Muslim di Australia dan Sentimen Pasca Teror Lindt Cafe
Muslim di Australia dan Sentimen Pasca Teror Lindt Cafe
Sydney - Tinggal di negara sekuler menjadi tantangan sendiri bagi
komunitas muslim di Australia. Terlebih lagi mereka mendapatkan cobaan
tambahan pasca terjadinya teror di Lindt Chocolate Cafe di Sydney.
Teror
penyanderaan yang terjadi pada 15-16 Desember 2014 itu dilakukan oleh
Man Haron Monis, seorang muslim warga negara Australia. Aksi Monis
berujung pada tewasnya tiga orang, termasuk si pelaku.
Aksi teror
itu memang berhasil dihentikan dalam kurun waktu kurang dari 48 jam.
Namun teror itu meninggalkan sejumlah imbas, salah satunya ke komunitas
muslim di Australia.
"Sempat muncul sentimen kepada kami yang
mengenakan jilbab. Biasanya itu terjadi ketika kami berada di tempat
atau angkutan umum," kata Sriati Nuch, seorang muslim yang sudah 50
tahun tinggal di Australia, saat ditemui sejumlah wartawan dari
Indonesia di kantor Australian Federation of Islamic Council, Sydney,
Minggu (20/12/2015).
Namun itu hanya dilakukan oleh oknum-oknum warga. Tidak semua warga bersikap serupa. Bahkan ada yang membela.

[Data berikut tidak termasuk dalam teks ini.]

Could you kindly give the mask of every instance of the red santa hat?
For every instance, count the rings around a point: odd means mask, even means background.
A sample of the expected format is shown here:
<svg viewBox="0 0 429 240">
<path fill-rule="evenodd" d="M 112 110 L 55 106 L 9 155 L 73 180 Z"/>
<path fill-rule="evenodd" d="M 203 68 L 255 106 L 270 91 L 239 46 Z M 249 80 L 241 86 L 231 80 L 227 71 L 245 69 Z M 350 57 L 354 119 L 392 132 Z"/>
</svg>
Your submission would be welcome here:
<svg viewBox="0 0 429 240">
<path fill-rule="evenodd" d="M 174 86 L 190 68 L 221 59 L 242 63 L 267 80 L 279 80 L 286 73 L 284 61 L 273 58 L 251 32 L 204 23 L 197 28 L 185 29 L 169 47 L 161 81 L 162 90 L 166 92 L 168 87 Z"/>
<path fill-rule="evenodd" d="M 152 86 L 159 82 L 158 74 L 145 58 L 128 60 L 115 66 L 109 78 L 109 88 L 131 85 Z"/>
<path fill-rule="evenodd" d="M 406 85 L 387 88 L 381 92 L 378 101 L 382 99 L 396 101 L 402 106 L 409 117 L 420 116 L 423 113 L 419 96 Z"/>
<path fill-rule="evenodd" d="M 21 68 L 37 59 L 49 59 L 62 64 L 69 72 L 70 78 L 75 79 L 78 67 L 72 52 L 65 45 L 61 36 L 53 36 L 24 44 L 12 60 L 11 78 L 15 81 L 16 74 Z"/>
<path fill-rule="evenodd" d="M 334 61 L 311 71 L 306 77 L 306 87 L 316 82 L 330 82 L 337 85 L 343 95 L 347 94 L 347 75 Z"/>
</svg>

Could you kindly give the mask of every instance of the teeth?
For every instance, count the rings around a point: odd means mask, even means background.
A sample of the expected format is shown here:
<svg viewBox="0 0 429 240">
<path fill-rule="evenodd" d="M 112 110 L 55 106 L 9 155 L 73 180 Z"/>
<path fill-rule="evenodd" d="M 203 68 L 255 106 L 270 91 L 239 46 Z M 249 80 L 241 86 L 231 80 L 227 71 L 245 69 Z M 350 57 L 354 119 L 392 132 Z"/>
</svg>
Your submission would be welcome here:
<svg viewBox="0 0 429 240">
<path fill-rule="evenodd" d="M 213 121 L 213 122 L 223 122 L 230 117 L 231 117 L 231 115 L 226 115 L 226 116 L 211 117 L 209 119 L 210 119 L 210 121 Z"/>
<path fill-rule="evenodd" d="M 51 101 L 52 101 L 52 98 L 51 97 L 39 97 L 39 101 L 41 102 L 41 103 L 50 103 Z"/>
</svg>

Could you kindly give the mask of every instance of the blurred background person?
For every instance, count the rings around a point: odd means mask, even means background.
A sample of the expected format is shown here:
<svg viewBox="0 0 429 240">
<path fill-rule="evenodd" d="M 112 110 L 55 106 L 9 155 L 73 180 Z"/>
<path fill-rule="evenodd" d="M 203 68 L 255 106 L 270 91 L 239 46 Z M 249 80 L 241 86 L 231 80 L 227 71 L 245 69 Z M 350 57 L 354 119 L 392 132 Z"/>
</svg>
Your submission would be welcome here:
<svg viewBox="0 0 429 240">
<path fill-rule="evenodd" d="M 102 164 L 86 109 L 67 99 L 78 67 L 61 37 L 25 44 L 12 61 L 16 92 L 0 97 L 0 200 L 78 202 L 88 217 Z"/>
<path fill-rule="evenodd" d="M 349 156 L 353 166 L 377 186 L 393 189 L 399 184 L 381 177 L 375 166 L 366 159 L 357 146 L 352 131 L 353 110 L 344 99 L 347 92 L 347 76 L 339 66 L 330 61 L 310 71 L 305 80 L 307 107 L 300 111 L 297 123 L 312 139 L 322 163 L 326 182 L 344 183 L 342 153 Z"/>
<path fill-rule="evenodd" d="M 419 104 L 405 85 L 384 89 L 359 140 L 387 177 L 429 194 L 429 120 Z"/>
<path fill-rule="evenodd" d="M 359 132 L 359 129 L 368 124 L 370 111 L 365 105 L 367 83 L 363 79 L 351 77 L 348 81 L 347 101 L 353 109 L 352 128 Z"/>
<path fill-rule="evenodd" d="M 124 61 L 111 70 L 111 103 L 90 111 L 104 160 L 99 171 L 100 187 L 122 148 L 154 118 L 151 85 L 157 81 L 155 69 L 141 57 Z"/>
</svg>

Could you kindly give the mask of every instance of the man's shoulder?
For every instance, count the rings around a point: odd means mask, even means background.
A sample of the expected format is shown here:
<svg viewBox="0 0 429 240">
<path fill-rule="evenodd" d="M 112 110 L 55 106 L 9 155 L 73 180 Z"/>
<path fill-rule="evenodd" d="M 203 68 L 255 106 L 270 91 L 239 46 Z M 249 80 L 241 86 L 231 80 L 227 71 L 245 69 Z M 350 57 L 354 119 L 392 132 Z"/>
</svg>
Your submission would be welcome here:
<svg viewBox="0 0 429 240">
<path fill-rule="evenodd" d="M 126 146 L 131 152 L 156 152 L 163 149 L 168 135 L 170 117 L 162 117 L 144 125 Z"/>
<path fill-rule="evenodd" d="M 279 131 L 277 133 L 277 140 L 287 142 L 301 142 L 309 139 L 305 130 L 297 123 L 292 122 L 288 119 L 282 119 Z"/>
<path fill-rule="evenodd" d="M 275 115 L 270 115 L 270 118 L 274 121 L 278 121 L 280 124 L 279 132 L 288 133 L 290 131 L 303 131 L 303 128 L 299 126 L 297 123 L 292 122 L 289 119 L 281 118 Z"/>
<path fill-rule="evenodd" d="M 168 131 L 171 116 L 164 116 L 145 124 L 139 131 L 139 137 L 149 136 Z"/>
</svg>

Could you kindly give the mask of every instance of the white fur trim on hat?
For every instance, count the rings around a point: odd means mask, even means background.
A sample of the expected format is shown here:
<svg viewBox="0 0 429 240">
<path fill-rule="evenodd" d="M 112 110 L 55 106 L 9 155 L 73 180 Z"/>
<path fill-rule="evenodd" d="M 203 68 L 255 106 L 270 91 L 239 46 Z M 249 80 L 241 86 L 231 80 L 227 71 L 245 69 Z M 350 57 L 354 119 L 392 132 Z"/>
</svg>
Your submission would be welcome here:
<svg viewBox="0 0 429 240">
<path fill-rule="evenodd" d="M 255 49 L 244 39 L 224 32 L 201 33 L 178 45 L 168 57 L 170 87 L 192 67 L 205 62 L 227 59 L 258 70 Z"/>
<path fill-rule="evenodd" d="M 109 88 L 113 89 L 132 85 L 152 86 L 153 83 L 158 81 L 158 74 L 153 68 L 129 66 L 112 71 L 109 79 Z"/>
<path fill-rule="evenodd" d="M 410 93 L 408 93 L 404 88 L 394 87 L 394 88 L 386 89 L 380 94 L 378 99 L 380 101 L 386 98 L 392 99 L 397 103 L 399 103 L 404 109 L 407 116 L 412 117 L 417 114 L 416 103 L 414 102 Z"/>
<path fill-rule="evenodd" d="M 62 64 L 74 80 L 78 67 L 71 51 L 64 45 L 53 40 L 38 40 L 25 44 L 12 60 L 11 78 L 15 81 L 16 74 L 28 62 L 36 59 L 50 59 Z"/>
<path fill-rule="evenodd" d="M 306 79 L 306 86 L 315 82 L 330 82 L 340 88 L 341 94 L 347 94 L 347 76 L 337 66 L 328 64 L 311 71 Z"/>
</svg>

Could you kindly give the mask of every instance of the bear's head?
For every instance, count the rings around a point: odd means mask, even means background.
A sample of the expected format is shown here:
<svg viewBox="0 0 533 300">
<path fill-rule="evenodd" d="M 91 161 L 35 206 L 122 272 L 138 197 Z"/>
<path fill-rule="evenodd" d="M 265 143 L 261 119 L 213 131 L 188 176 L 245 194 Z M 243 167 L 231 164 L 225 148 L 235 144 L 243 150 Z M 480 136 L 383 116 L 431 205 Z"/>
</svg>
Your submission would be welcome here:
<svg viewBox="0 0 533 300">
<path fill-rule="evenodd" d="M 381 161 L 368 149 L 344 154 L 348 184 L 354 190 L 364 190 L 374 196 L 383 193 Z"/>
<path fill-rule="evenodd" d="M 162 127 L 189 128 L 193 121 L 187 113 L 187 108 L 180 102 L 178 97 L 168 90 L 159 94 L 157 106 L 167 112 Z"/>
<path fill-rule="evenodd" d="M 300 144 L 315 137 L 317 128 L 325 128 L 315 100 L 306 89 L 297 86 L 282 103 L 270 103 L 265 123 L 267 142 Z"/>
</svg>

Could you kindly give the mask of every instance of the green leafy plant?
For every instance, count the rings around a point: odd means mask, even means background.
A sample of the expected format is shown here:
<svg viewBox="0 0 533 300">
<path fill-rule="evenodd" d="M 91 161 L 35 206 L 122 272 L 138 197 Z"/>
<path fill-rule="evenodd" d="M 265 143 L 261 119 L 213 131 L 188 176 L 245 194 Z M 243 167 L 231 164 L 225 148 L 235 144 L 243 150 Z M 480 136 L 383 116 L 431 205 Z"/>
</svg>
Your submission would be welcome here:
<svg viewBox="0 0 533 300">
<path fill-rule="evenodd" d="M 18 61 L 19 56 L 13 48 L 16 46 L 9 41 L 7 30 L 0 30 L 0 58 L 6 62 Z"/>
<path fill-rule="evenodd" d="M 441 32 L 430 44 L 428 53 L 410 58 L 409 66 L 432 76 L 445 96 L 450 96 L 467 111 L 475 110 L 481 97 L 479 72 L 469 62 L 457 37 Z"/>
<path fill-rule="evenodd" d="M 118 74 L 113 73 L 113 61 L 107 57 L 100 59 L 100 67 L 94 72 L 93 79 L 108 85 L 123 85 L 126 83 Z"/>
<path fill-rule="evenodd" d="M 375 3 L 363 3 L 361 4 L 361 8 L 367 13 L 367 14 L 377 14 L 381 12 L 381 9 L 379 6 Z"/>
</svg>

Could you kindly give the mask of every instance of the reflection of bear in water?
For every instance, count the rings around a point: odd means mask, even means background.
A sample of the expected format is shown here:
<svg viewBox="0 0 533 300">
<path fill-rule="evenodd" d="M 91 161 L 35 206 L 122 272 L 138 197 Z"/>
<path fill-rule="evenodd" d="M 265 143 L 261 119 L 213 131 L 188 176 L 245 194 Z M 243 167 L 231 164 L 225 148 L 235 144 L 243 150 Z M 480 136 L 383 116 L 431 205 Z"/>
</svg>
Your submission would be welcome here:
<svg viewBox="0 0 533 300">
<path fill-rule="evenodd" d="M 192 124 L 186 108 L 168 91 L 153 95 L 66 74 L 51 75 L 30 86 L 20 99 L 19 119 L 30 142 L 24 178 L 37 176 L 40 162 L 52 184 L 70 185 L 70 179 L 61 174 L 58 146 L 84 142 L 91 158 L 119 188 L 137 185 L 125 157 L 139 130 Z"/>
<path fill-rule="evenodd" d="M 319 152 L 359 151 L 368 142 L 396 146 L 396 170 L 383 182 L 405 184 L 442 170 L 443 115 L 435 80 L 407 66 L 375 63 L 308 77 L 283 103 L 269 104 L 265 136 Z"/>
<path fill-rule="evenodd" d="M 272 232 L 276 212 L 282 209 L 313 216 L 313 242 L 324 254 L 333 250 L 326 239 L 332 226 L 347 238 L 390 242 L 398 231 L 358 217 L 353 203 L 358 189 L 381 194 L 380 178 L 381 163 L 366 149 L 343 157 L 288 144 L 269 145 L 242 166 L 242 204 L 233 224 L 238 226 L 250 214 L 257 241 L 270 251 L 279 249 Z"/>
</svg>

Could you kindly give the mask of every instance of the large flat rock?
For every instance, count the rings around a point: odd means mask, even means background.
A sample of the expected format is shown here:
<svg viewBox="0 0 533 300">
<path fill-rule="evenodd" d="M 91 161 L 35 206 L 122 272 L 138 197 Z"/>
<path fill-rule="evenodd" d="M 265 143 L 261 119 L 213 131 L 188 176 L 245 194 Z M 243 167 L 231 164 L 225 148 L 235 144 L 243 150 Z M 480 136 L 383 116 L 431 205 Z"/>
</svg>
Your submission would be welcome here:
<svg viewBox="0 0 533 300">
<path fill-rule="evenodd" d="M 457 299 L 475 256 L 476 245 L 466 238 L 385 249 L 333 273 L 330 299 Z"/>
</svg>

"Cukup banyak warga yang memberikan perlindungan. Membela kami. Tidak semua seperti itu, itu hanya sikap individu," ujar Sriati.
Ada
pun pemerintah Australia, kata Sriati, tetap bersikap terbuka terhadap
komunitas muslim. Tidak ada perbedaan perlakuan pasca terjadinya teror
di Lindt Cafe tersebut.
Hal senada dilontarkan oleh Amin Hady, Kepala The Foundation of Islamic
Studies and Information. Amin yang juga merupakan petinggi Australian
Federation of Islamic Council ini mengatakan pemerintah Australia
memperlakukan setiap komunitas agama secara adil.
"Australia ini
kan negara sekuler. Pemerintah bersikap netral terhadap agama satu
dengan yang lainnya tidak ada pembedaan. Semua diterima dengan baik,"
ujar Amin.
Pria yang juga kerap diundang untuk menjadi penasihat
pemerintah Australia terkait komunitas muslim ini mengatakan, pemerintah
Negeri Kangguru sebenarnya merasa rentan terhadap serangan teror. Oleh
karena itu pemerintah Australia, kata Amin memberikan anggaran yang
besar untuk kegiatan antiteror.
"Australia punya 65 juta dollar
dana antiteror. 13 juta (dollar) di antaranya dialokasikan untuk
kegiatan pencegahan teror salah satunya deradikalisasi," kata Amin.
Kegiatan
pencegahan terorisme itu, lanjut Amin dilakukan dengan mengirimkan
guru-guru agama Islam dengan kualifikasi tertentu ke sekolah-sekolah.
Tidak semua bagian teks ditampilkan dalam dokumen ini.